Fourth, contemporary pop music tends to emphasise a steady beat over melody. Moreover, Latin music is thought to be characterised by a specific sort of rhythm. These trends and ideas tend to reinforce emphasis on rhythm and lack of attention to the melody, and the assumption that the melody of tango tunes is not relevant to tango dancing, only the beat or what people perceive as the rhythm.

It’s due to the combination of the above factors that many people seem not to notice that a lot of tango music does not have a steady or clearly identifiable beat for at least a significant part of the tune, and many of the steps that are being taught don’t clearly fit the organisation of the music to which they are danced. If they do notice this they are at a loss as to how to deal with this, often blaming their partner for poor leading or following. Attempting to fit steps designed for a steady beat of a given sort to music that does not in fact have this sort of organisation is unlikely to result in a satisfying dancing experience.

The basic problem is prioritising movement and rhythm over music and melody, and making movement the focus of tango teaching. The alternative is to make music, and in particular, ear training in listening to traditional Golden Era music, the subject matter of at least 50% of tango training. Priorising music means that then the movement stepping and partnering technique should be subsidiary to the understanding and perception of the music given it’s actual organisation, rather than an organisation that is imposed by studio dancing technique and ideas about rhythm imported from pop music.

So an alternative to the standard training proceeds along the following sort of lines:

  1. Prioritise ear training over movement, so that training begins with ear training.
  2. Ear training focuses on melody rather than rhythm. The goal of ear training is to internalise the melody and the organisation of the music.
  3. Traditional recordings are prioritised over more contemporary ones.
  4. Basic movement training proceeds without music. Movement training to a particular piece of music proceeds only after that piece of music has been internalised.
  5. One piece of music is internalised over a 2 week period using the process outlined below.

The basic process for ear training

Step 1: Selecting a recording

Make a list of songs that you want to learn over the next few months and listen through them a couple of times. Choose one song that you want to learn over the next 2-3 weeks.

Step 2: Passive listening

Find several versions of the song you want to learn and make a playlist. Listen to these versions over several days. You can listen while you’re doing other things: cleaning, waiting in line, washing the dishes, exercising, etc.

Step 3: Active listening

Find the original version of the song and listen to that version actively a couple of times. Focus on the various aspects of the recording: what are the instruments playing, is there an intro, is it vocal or instrumental, which instruments play the melody, what are the other instruments doing, what are the different parts, what are the transitions, etc.
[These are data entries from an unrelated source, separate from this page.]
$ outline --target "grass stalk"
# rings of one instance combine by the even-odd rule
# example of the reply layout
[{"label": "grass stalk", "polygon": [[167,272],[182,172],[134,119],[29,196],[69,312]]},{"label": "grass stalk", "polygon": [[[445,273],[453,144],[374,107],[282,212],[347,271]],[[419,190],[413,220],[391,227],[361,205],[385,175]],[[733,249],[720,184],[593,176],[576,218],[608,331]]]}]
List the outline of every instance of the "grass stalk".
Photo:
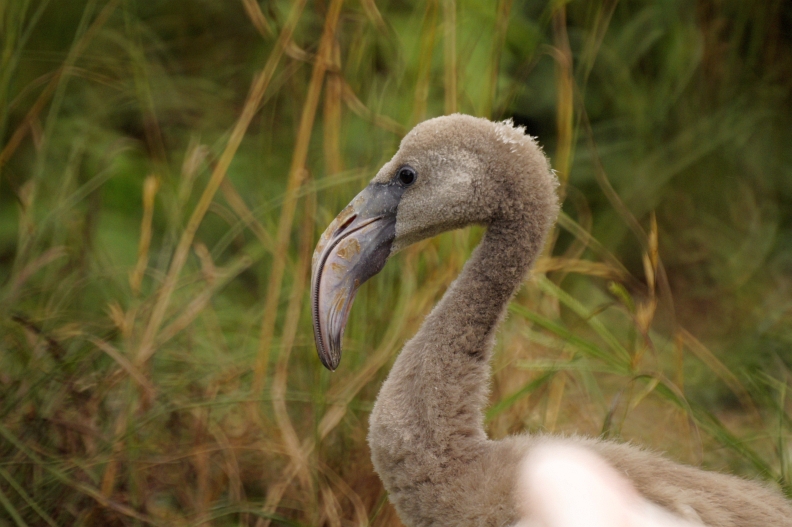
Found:
[{"label": "grass stalk", "polygon": [[228,178],[223,179],[223,182],[220,184],[220,190],[223,192],[223,197],[226,202],[231,206],[231,210],[233,210],[236,215],[239,216],[239,219],[250,228],[259,242],[261,242],[264,250],[267,252],[275,250],[275,240],[272,239],[269,231],[264,228],[258,218],[256,218],[250,208],[248,208],[245,200],[242,199],[242,196],[239,195],[236,187],[234,187],[234,184]]},{"label": "grass stalk", "polygon": [[445,65],[445,113],[457,111],[456,0],[443,0],[443,63]]},{"label": "grass stalk", "polygon": [[[303,1],[304,0],[300,0]],[[286,198],[281,209],[278,221],[278,234],[275,238],[275,253],[273,254],[272,267],[270,269],[269,282],[267,285],[267,295],[264,301],[264,316],[261,321],[261,334],[259,337],[259,347],[256,358],[256,365],[253,373],[253,392],[258,393],[264,388],[267,367],[269,365],[270,347],[272,336],[275,331],[275,321],[277,318],[277,307],[280,300],[281,282],[286,269],[286,255],[289,245],[292,223],[294,222],[294,211],[297,207],[298,191],[305,179],[305,160],[308,156],[308,146],[311,140],[314,118],[316,117],[316,107],[319,104],[319,95],[322,90],[325,72],[331,64],[331,57],[334,47],[336,26],[338,17],[341,14],[343,0],[333,0],[327,10],[327,18],[324,23],[321,40],[319,41],[319,51],[316,54],[311,73],[311,80],[308,84],[308,93],[305,96],[300,125],[297,130],[297,140],[292,153],[289,175],[286,180]]]},{"label": "grass stalk", "polygon": [[[283,447],[298,468],[297,476],[303,490],[313,494],[313,478],[310,472],[310,463],[305,453],[300,448],[300,440],[286,409],[286,383],[288,379],[289,357],[294,347],[294,339],[299,329],[300,315],[302,313],[305,287],[310,273],[311,253],[314,245],[314,215],[316,210],[315,197],[306,199],[306,210],[303,215],[303,227],[300,236],[300,249],[295,270],[294,282],[286,308],[286,321],[281,335],[280,353],[275,376],[272,381],[272,407],[275,412],[275,422],[280,430]],[[272,511],[274,512],[274,511]]]},{"label": "grass stalk", "polygon": [[363,101],[361,101],[358,96],[355,95],[352,87],[349,86],[346,81],[344,81],[343,77],[340,77],[340,80],[343,83],[344,102],[346,103],[347,108],[352,111],[352,113],[373,123],[375,126],[378,126],[379,128],[387,130],[388,132],[398,136],[402,136],[408,132],[404,126],[394,121],[387,115],[382,115],[370,110],[365,104],[363,104]]},{"label": "grass stalk", "polygon": [[[327,393],[327,400],[333,401],[333,404],[327,409],[325,414],[319,421],[317,426],[316,438],[305,438],[301,444],[302,458],[313,452],[316,448],[317,441],[326,438],[346,415],[350,402],[357,396],[367,383],[371,381],[377,371],[382,368],[396,351],[396,346],[399,342],[401,332],[407,321],[407,313],[412,312],[417,308],[416,303],[420,301],[420,297],[412,297],[415,292],[414,277],[405,275],[403,277],[402,286],[404,287],[404,294],[400,296],[397,305],[393,311],[394,324],[388,327],[388,332],[383,337],[382,342],[368,358],[366,363],[359,370],[352,372],[340,380],[333,388]],[[265,515],[270,515],[274,512],[275,507],[283,497],[292,480],[299,472],[299,466],[290,459],[288,465],[281,471],[280,478],[273,483],[267,492],[267,499],[264,504],[263,511]],[[269,520],[266,520],[267,522]],[[266,527],[269,523],[264,523],[261,520],[257,527]]]},{"label": "grass stalk", "polygon": [[27,527],[27,523],[25,523],[25,520],[22,519],[22,516],[19,514],[19,511],[16,510],[14,504],[11,503],[11,500],[9,500],[5,495],[3,489],[0,489],[0,505],[3,506],[5,511],[9,516],[11,516],[11,519],[14,520],[14,523],[16,523],[18,527]]},{"label": "grass stalk", "polygon": [[341,47],[338,41],[334,41],[332,66],[327,72],[322,119],[324,135],[322,144],[324,146],[325,166],[328,176],[338,174],[344,170],[344,163],[341,157],[341,100],[343,93]]},{"label": "grass stalk", "polygon": [[429,98],[436,34],[437,0],[427,0],[423,22],[421,22],[421,36],[418,41],[418,76],[415,80],[412,118],[410,119],[413,125],[426,119],[426,101]]},{"label": "grass stalk", "polygon": [[146,176],[143,182],[143,218],[140,221],[140,241],[138,242],[138,258],[135,269],[129,277],[132,294],[140,293],[140,284],[148,267],[148,254],[151,247],[151,223],[154,220],[154,199],[159,190],[160,180],[155,175]]},{"label": "grass stalk", "polygon": [[256,0],[242,0],[242,7],[245,8],[245,13],[247,13],[250,23],[253,24],[256,31],[267,40],[272,38],[274,32],[267,21],[267,17],[261,11],[261,6],[259,6],[258,2]]},{"label": "grass stalk", "polygon": [[547,397],[547,409],[545,410],[544,428],[550,432],[555,432],[558,424],[558,417],[561,414],[561,405],[564,401],[564,389],[566,388],[566,375],[563,372],[553,377],[550,381],[550,393]]},{"label": "grass stalk", "polygon": [[225,178],[226,171],[231,165],[231,161],[234,159],[234,155],[236,154],[236,151],[239,148],[243,137],[245,136],[245,132],[247,131],[250,122],[253,120],[253,116],[258,110],[261,99],[264,97],[264,93],[267,91],[267,87],[269,86],[272,76],[275,73],[275,68],[277,67],[283,55],[283,51],[287,43],[291,41],[291,35],[294,32],[294,28],[297,25],[297,21],[300,18],[300,14],[302,13],[304,6],[304,0],[297,0],[292,5],[292,10],[289,13],[289,17],[286,20],[286,24],[284,25],[277,42],[275,43],[275,48],[272,50],[269,59],[267,59],[264,69],[258,75],[256,75],[255,79],[253,80],[250,92],[248,93],[248,98],[242,108],[242,114],[239,116],[239,119],[234,125],[234,129],[231,132],[231,136],[228,139],[225,150],[223,150],[222,155],[218,159],[217,165],[212,171],[209,183],[207,183],[206,188],[204,189],[203,194],[198,201],[198,204],[195,206],[195,209],[193,209],[193,213],[187,222],[187,226],[185,227],[184,232],[179,239],[179,243],[176,246],[176,250],[174,251],[173,260],[171,261],[171,265],[168,269],[168,274],[165,277],[165,282],[160,289],[157,302],[154,305],[154,309],[152,309],[148,325],[146,326],[145,332],[143,333],[140,341],[140,345],[138,346],[136,355],[136,361],[138,364],[146,363],[156,351],[154,346],[156,335],[165,318],[165,311],[168,308],[171,296],[173,295],[173,291],[176,288],[176,281],[179,277],[179,274],[181,273],[182,268],[184,267],[184,264],[187,262],[187,256],[190,246],[192,245],[193,238],[195,237],[195,232],[198,230],[198,227],[201,224],[206,211],[209,209],[209,205],[211,204],[217,189],[220,187],[220,184]]},{"label": "grass stalk", "polygon": [[743,408],[748,410],[757,420],[760,419],[756,405],[748,390],[740,379],[721,362],[699,339],[684,328],[679,329],[679,336],[689,349],[701,362],[722,380],[726,386],[737,396]]},{"label": "grass stalk", "polygon": [[109,499],[107,496],[105,496],[102,492],[98,491],[97,489],[91,487],[88,484],[73,480],[68,475],[66,475],[66,473],[63,472],[61,469],[51,466],[50,463],[46,463],[37,454],[35,454],[33,451],[27,448],[24,445],[24,443],[22,443],[17,437],[15,437],[11,433],[11,431],[8,430],[8,428],[6,428],[2,424],[0,424],[0,436],[4,437],[6,441],[14,445],[17,449],[19,449],[20,452],[24,453],[37,466],[43,467],[48,473],[50,473],[60,482],[92,498],[99,505],[103,507],[108,507],[116,512],[123,514],[124,516],[128,516],[130,518],[134,518],[136,520],[149,523],[151,525],[161,525],[160,522],[154,520],[153,518],[150,518],[147,515],[142,514],[131,507],[128,507],[127,505],[124,505],[122,503],[117,503],[116,501]]},{"label": "grass stalk", "polygon": [[506,42],[506,32],[509,29],[509,15],[511,14],[514,0],[498,0],[495,18],[495,36],[492,39],[492,50],[489,60],[489,79],[487,83],[486,107],[484,116],[491,118],[495,109],[495,99],[498,96],[498,79],[500,78],[500,62],[503,54],[503,44]]},{"label": "grass stalk", "polygon": [[[72,66],[77,62],[80,55],[85,51],[85,48],[90,44],[90,42],[96,37],[96,34],[99,30],[105,25],[110,15],[115,11],[115,8],[118,7],[118,3],[120,0],[111,0],[110,2],[105,5],[105,7],[100,11],[99,15],[93,21],[91,26],[83,33],[74,43],[74,45],[70,48],[69,55],[66,57],[63,65],[53,74],[50,78],[50,81],[47,83],[47,86],[39,95],[38,99],[36,99],[35,104],[28,110],[27,115],[22,120],[19,126],[17,126],[14,133],[11,135],[11,138],[3,147],[3,150],[0,151],[0,168],[5,165],[5,163],[14,155],[14,152],[19,148],[19,145],[22,143],[22,140],[25,136],[30,133],[33,128],[33,123],[39,118],[39,115],[44,110],[44,107],[50,102],[50,99],[55,96],[56,91],[62,91],[65,88],[61,88],[63,84],[61,81],[64,78],[64,75],[68,71],[72,71]],[[48,119],[49,122],[52,122]],[[51,125],[48,126],[48,130]]]},{"label": "grass stalk", "polygon": [[25,492],[24,487],[20,485],[19,482],[16,481],[7,470],[0,468],[0,476],[2,476],[3,479],[5,479],[8,484],[11,485],[11,488],[13,488],[22,497],[25,503],[27,503],[27,505],[33,509],[33,511],[38,514],[42,520],[44,520],[44,523],[50,527],[57,527],[58,524],[55,523],[55,520],[53,520],[52,517],[47,514],[47,512],[38,503],[36,503],[36,500],[34,500],[27,492]]},{"label": "grass stalk", "polygon": [[558,2],[553,11],[553,41],[556,71],[556,153],[553,167],[562,184],[569,179],[574,138],[574,78],[572,50],[567,34],[566,4]]},{"label": "grass stalk", "polygon": [[367,527],[369,525],[369,521],[368,514],[366,513],[366,506],[363,504],[363,501],[360,499],[358,493],[355,492],[352,487],[347,485],[346,481],[344,481],[342,477],[336,474],[335,471],[325,463],[319,463],[319,470],[321,470],[322,474],[327,477],[330,483],[338,487],[341,493],[350,501],[350,503],[352,503],[352,509],[355,514],[355,522],[353,525],[356,525],[357,527]]}]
Step 4: Internalising the melody

Practice singing the melody without the words. You can hum, whistle, use syllables, like “doo doo doo doo” or “dah dah dah dah”, etc. Do this until you can sing the melody together with the song from beginning to end.

Step 5: Learning the lyrics

Read through the lyrics, without singing, but keeping the rhythm, from beginning to end. Do this a few times.

Step 6: Learning the rhythm

Sing or hum/scat the song while clapping your hands to keep the rhythm. Do this until you can sing with the recording while clapping your hands.